Are the latter comparisons fair ones? I say absolutely. It’s easy to compare the Karma to the Panamera, S400 and ActiveHybrid because they have four doors, five seats and a hybrid badge, but these cars look like thousands of other sedans.
It’s reasonable to call out the Fisker Karma’s limitations, but you can’t dwell on the power under the hood and ignore the power of design. This ain’t no Volt or Leaf. The Karma’s stunning styling more fairly compares to the best from Bentley, Ferrari, Lamborghini, etc. Its design is more than enough to sell it. These other cars get to 60 mph more than twice as quickly and have higher top speeds, but in Los Angeles, where you’re lucky just to reach the speed limit, which car makes more sense? A stylish, two-seat sports car with 12 cylinders, or a comfortable, stylish Karma that makes the most of stop-and-go driving?
Can the Karma’s 20 combined mpg after the battery’s depleted be fairly compared to the Panamera hybrid’s 25 mpg, the S400’s 21 mpg or ActiveHybrid 7’s dead-even 20 mpg? How about the Lamborghini Gallardo’s 16 mpg, the Flying Spur’s 14 mpg or the 15 mpg you get in the Rapide and Quattroporte?
The Fisker Karma has received government safety approval but, typical of low-volume models, has no crash-test results from the Insurance Institute for Highway Safety or the National Highway Traffic Safety Administration.

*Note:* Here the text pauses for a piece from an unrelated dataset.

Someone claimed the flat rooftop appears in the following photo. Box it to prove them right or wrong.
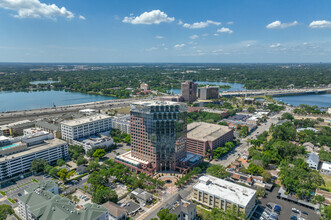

It has eight airbags: the front pair, knee and seat-mounted side-impact airbags for the front occupants, and side curtains along the front and rear. As is required of all 2012 models, it includes antilock brakes and an electronic stability system. See all the standard safety features here.
The Fisker Karma’s warranty is 50 months or 50,000 miles, bumper to bumper, but it has no separate drivetrain warranty. (Update: On March 26, 2012, Fisker issued a recall to replace potentially defective battery packs from supplier A123 Systems. With this campaign came a warranty extension to 60 months or 60,000 miles for all 2012 models.) Other EVs have shorter overall coverage but longer drivetrain warranties. Fisker says the battery pack’s life expectancy is 10 years and 100,000 miles. Like the discontinued Tesla Roadster, the Karma is not meant to be an affordable green alternative, but rather a first step toward more accessible models. Its range and mileage probably matter less than you’d imagine.
Moneyed buyers have garages, own additional cars, are less concerned about fuel prices and are just as likely to see the Karma’s plug-in nature as a positive, not a limitation. There’s status in greenness, no matter how substantial that greenness is. Buyers go green to convince themselves, or others, that they’re doing the right thing.
One of the chief complaints about the more affordable plug-in cars like the Volt is their price. For what they are, in terms of size and capability, they are indeed comparatively expensive. For its type, the Fisker Karma might be underpriced. It’s the market that will ultimately make that decision, and in this car’s case, its track record will be far more important than the price of gas.